Fall 2010. JCOM 2010- Media Smarts: Making Sense of the Information Age. Grade: B+

My teacher always emphasized that we as journalists were supposed to be completely unbiased in our opinions and research. My teacher was also the most biased person I had ever met. She was a crazy liberal who pushed her agenda all semester long. Sometimes I liked it...sometimes I didn't. Our final assignment was to watch The Daily Show with John Stewart and The Colbert Report to see how their "newscasts" and FOX News' newscasts were similar (basically saying that FOX news was as credible as a satire show.) If that isn't an assignment with a biased agenda I don't know what is!

I took this class when there was all that drama about putting a Mosque in NYC close to where the World Trade Centers use to be. I remember getting in my first political holiday argument with my Grandma during Thanksgiving. It got heated enough that my dad had to break it up and my Grandma said my education was turning me into a crazy liberal.

It made me realize how hard it is to get ALL the facts from both sides of every issue. It's almost impossible. Without all the facts I have a hard time generating an opinion about something. Since this class I have learned to keep my mind open and research something if I really want to be able to talk about it. I hate ignorance and I think people on both sides of the extremes of the political spectrum are ignorant. If you care about a topic enough to discuss it with people, read FOX news and CNN.

Spring 2013. MATH 1010-Interm Algebra. Grade: A

This was the first math class I had taken in over 6 years. All growing up I was actually really good at math. I understood everything and did well in High School. You never would have guessed that 6 years later! I'm pretty sure I googled "how to add/subtract/multiply/divide fractions" every.single.homework assignment. I still don't understand how to do it. But I passed and even got an A! This teacher was awesome and a very gracious grader. I might not be able to tell you how to add fractions...but I still learned a few things!

Spring 2009. ENGL 1010- Intro to Writing. Grade: A.

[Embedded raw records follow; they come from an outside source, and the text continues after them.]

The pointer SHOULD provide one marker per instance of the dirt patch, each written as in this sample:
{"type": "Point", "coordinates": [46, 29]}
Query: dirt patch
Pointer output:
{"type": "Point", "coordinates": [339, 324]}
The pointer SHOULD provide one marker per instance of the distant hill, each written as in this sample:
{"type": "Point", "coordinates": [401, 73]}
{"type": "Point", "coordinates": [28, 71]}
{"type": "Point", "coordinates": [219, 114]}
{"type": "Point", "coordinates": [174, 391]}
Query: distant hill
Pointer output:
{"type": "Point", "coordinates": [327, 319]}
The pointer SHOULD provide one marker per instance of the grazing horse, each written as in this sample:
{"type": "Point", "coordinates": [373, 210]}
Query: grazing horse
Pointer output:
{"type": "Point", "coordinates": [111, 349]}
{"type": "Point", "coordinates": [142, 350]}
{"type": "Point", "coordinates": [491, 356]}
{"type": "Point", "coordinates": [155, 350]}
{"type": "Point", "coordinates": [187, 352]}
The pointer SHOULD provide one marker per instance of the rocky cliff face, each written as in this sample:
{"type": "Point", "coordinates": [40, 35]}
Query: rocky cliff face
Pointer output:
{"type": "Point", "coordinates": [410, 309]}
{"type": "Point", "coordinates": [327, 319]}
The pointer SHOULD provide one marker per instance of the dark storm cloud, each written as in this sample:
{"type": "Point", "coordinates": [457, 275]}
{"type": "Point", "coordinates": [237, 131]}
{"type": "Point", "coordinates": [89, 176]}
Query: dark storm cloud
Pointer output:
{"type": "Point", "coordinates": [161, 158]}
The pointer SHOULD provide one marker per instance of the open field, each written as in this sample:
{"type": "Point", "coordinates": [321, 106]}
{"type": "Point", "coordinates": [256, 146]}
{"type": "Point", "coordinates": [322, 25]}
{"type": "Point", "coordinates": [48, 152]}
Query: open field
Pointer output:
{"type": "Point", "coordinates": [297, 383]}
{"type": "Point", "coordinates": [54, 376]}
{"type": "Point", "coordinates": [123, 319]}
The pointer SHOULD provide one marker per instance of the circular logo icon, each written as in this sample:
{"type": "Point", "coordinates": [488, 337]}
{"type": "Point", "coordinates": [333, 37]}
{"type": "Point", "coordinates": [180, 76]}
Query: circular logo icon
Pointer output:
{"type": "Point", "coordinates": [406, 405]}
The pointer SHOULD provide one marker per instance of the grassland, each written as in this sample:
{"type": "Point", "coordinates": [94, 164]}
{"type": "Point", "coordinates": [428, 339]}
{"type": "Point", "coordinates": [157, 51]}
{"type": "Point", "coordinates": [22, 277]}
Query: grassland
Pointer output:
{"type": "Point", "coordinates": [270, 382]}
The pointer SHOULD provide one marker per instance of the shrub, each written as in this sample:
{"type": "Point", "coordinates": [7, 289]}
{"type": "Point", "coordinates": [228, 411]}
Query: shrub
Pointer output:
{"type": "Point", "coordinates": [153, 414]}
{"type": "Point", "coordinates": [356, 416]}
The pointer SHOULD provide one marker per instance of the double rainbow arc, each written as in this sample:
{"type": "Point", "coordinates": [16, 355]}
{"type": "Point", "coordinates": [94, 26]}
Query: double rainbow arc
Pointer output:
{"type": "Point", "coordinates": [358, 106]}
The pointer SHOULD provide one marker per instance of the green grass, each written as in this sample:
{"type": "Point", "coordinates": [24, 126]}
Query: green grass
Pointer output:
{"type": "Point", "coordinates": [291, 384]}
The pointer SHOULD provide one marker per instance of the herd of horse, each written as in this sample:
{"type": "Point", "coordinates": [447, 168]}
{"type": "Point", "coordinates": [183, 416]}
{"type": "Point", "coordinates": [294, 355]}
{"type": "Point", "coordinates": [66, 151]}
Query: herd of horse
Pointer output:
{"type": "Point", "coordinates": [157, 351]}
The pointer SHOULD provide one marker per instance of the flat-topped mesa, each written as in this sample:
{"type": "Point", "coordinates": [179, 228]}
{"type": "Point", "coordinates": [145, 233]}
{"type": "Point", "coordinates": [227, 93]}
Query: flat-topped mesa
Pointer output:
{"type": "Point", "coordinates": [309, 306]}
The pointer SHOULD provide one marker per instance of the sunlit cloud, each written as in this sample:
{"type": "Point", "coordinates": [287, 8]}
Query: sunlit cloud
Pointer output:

Oh college English classes...you make me realize how great I am at writing when I have to peer-grade other people's work. It's no wonder I would get full credit on papers after I read some of the trash other people wrote. I get that writing isn't for everyone. No worries, you have other talents. I'm just happy I don't have to read Freshman English papers for the rest of my life. I think of Hell and that activity would be included.